A more reliable example is furnished by the farming pueblos of Zuñi. At _Hé sho ta tsí nan_ or Ojo del Pescado, fifteen miles east of Zuñi, clays of several varieties and color minerals are abundant. The finest pottery of the tribe is made there in great quantity, while, notwithstanding the facilities for transportation which the Zuñis now possess, at the opposite farming town of _K‘iáp kwai na kwin_, or Los Ojos Calientes, where clay is scarce and of poor texture, the pottery, although somewhat abundant, is of miserable quality and of bad shape.

In quality of art quite as much as in that of material this local influence was great. In the neighborhood of ruined pueblos which occur near mineral deposits furnishing a great variety of pigment-material, the decoration of the ceramic remains is so surprisingly and universally elaborate, beautiful, and varied as to lead the observer to regard the people who dwelt there as different from the people who had inhabited towns about the sites of which the sherds show not only meager skill and less profuse decorative variety, but almost typical dissimilarity. Yet tradition and analogy, even history in rare instances, may declare that the inhabitants of both sections were of common derivation, if not closely related and contemporaneous. Probably, at no one point in the Southwest was ceramic decoration carried to a higher degree of development than at _A´ wat u i_, yet the Oraibes, by descent the modern representatives of the _A´ wat u i ans_ are the poorest potters and painters among the Mokis. Near their pueblo the clay and other mineral deposits mentioned as abundant at _A´ wat u i_ are meager and inaccessible. Still, it may be urged that time may have introduced other than natural causes for change; this could not be said of another example pertaining to one period and a single tribe. I refer again to the Zuñis. The manufactures of Pescado probably surpass in decorative excellence all other modern Pueblo pottery, while both in their lack of variety and in delicacy of execution of their painted patterns the fictiles of Ojo Caliente are so inferior and diverse from the other Zuñi work that the future archæologist will have need to beware, or (judging alone from the ceramic remains which he finds at the two pueblos) he will attribute them at least to distinct periods, perhaps to diverse peoples.
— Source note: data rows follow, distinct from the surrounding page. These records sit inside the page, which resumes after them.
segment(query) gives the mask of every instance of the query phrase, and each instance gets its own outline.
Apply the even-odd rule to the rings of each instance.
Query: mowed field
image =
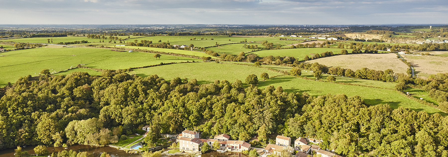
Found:
[[[159,64],[160,62],[186,62],[201,60],[162,55],[161,59],[154,54],[116,52],[108,49],[91,48],[40,48],[9,51],[0,57],[0,87],[13,83],[20,77],[37,76],[44,69],[57,72],[86,64],[94,68],[123,69]]]
[[[418,76],[448,73],[448,58],[441,56],[401,55],[412,65]]]
[[[271,77],[279,76],[262,81],[260,74],[263,72],[267,73]],[[437,109],[421,104],[392,90],[308,80],[289,75],[283,75],[281,74],[264,68],[244,65],[214,62],[181,63],[136,69],[129,72],[129,74],[136,74],[142,77],[156,74],[167,80],[171,80],[177,77],[194,78],[197,79],[199,83],[210,83],[216,79],[226,79],[233,82],[238,79],[244,82],[248,75],[254,74],[256,74],[260,80],[258,86],[262,89],[272,85],[281,86],[285,91],[306,92],[315,96],[328,93],[345,94],[349,96],[360,95],[365,99],[366,103],[368,104],[388,103],[393,108],[401,106],[417,111],[424,111],[430,113],[439,113],[445,115]],[[309,74],[310,73],[304,74],[306,76]],[[338,79],[336,78],[336,81]],[[390,87],[392,85],[387,86]]]
[[[306,92],[314,96],[328,93],[345,94],[348,96],[359,95],[364,99],[366,103],[369,105],[387,103],[394,109],[402,107],[417,112],[423,111],[430,114],[438,113],[444,116],[447,115],[438,109],[421,104],[402,95],[398,91],[389,89],[308,80],[289,75],[270,78],[260,82],[258,86],[260,88],[264,88],[268,86],[281,86],[285,91]]]
[[[397,58],[395,54],[353,54],[325,57],[306,61],[307,63],[318,62],[328,67],[340,67],[354,71],[366,67],[384,71],[390,69],[396,73],[406,73],[409,68]]]
[[[173,54],[185,54],[190,56],[195,56],[198,57],[202,57],[202,56],[210,57],[211,57],[211,58],[216,58],[216,59],[218,58],[217,58],[211,56],[210,55],[206,54],[205,53],[202,52],[198,52],[198,51],[187,51],[182,50],[162,49],[162,48],[157,48],[155,47],[138,47],[138,46],[118,46],[116,47],[123,47],[123,48],[130,48],[130,49],[144,49],[144,50],[151,50],[155,51],[172,53]]]
[[[334,54],[340,53],[341,49],[312,48],[297,48],[280,50],[270,50],[254,52],[253,53],[260,57],[265,57],[270,55],[273,56],[289,56],[294,57],[300,60],[303,60],[305,55],[308,55],[310,57],[311,54],[321,54],[325,51],[333,51]],[[352,50],[346,49],[349,53],[352,52]]]
[[[261,80],[261,73],[267,73],[269,76],[282,74],[267,69],[234,64],[215,62],[180,63],[135,69],[129,73],[142,77],[157,74],[166,80],[176,77],[196,79],[199,83],[207,83],[215,80],[227,80],[233,82],[237,79],[243,82],[248,75],[256,74]]]

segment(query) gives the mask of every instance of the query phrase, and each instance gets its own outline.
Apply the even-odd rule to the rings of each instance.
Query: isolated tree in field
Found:
[[[348,54],[348,53],[349,53],[349,51],[347,51],[347,50],[344,49],[344,50],[340,50],[340,54]]]
[[[159,59],[160,59],[160,56],[162,56],[162,55],[160,55],[160,54],[154,54],[154,57],[155,58],[155,59],[157,59],[158,58],[159,58]]]
[[[395,90],[398,91],[403,91],[407,88],[407,86],[404,83],[400,83],[395,85]]]
[[[320,78],[320,75],[321,74],[322,74],[322,71],[316,71],[314,72],[314,77],[316,78],[316,79]]]
[[[209,150],[210,150],[210,145],[207,143],[204,144],[204,145],[202,145],[202,147],[201,147],[201,152],[203,153],[205,153]]]
[[[308,56],[308,54],[305,55],[305,57],[303,58],[303,60],[305,60],[305,61],[310,60],[310,57]]]
[[[258,84],[258,78],[255,74],[251,74],[246,77],[246,84]]]
[[[47,74],[50,74],[50,70],[49,69],[43,69],[42,71],[40,71],[40,74],[43,74],[44,75],[46,75]]]
[[[329,82],[336,81],[336,78],[333,76],[328,76],[327,77],[327,81]]]
[[[294,67],[289,71],[289,74],[294,76],[300,76],[302,74],[302,70],[300,69]]]
[[[47,147],[44,145],[39,145],[34,148],[34,153],[39,156],[48,155],[48,151],[47,150]]]
[[[261,73],[261,75],[260,76],[263,79],[269,79],[269,75],[266,73]]]
[[[220,148],[220,142],[218,142],[217,140],[213,142],[213,144],[211,145],[211,146],[213,147],[214,150],[218,150]]]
POTTERY INFLUENCED BY MATERIALS AND METHODS USED IN BURNING.

Other influences, to a less extent local, had no inconsiderable effect on primitive Pueblo pottery: materials employed and methods resorted to in burning.

Only one kind of fuel, except for a single class of vessels, is now used in pottery-firing; namely, dried cakes or slabs of sheep-dung. Anciently, several varieties, such as extremely dry sage-brush or grease-wood, piñon and other resinous woods, dung of herbivora when obtainable, charcoal, and also bituminous or cannel-coal were employed. The principal agent seems, however, to have been dead-wood or spunk, pulverized and moistened with some adhesive mixture so that flat cakes could be formed of it. I infer this not alone from Zuñi tradition, which is not ample, but from the fact that the sheep-dung now used is called, in the condition of fuel, _kú ne a_, while its name in the abstract or as sheep-dung simply is _má he_. Dry-rot wood or spunk is known as _kú me_. In the shape of flat cakes it would be termed _kú mo we_ or _kú me a_, whence I doubt not the modern word _kú ne a_ is derived.

Of methods, four were in vogue. The simplest and worst consisted in burying the vessel to be burned under hot ashes and building a fire around it, or inverting it over a bed of embers and encircling it with a blazing fire of brush-wood, as is still the practice of the Maricopas and other sedentary tribes of the Gila. The most common was building a little cone or dome of fuel over the articles to be baked and firing; the most perfect was to dig or construct under ground a little cist or kiln, line it evenly with fuel, leaving a central space for the green ware, and slowly fire the whole mass.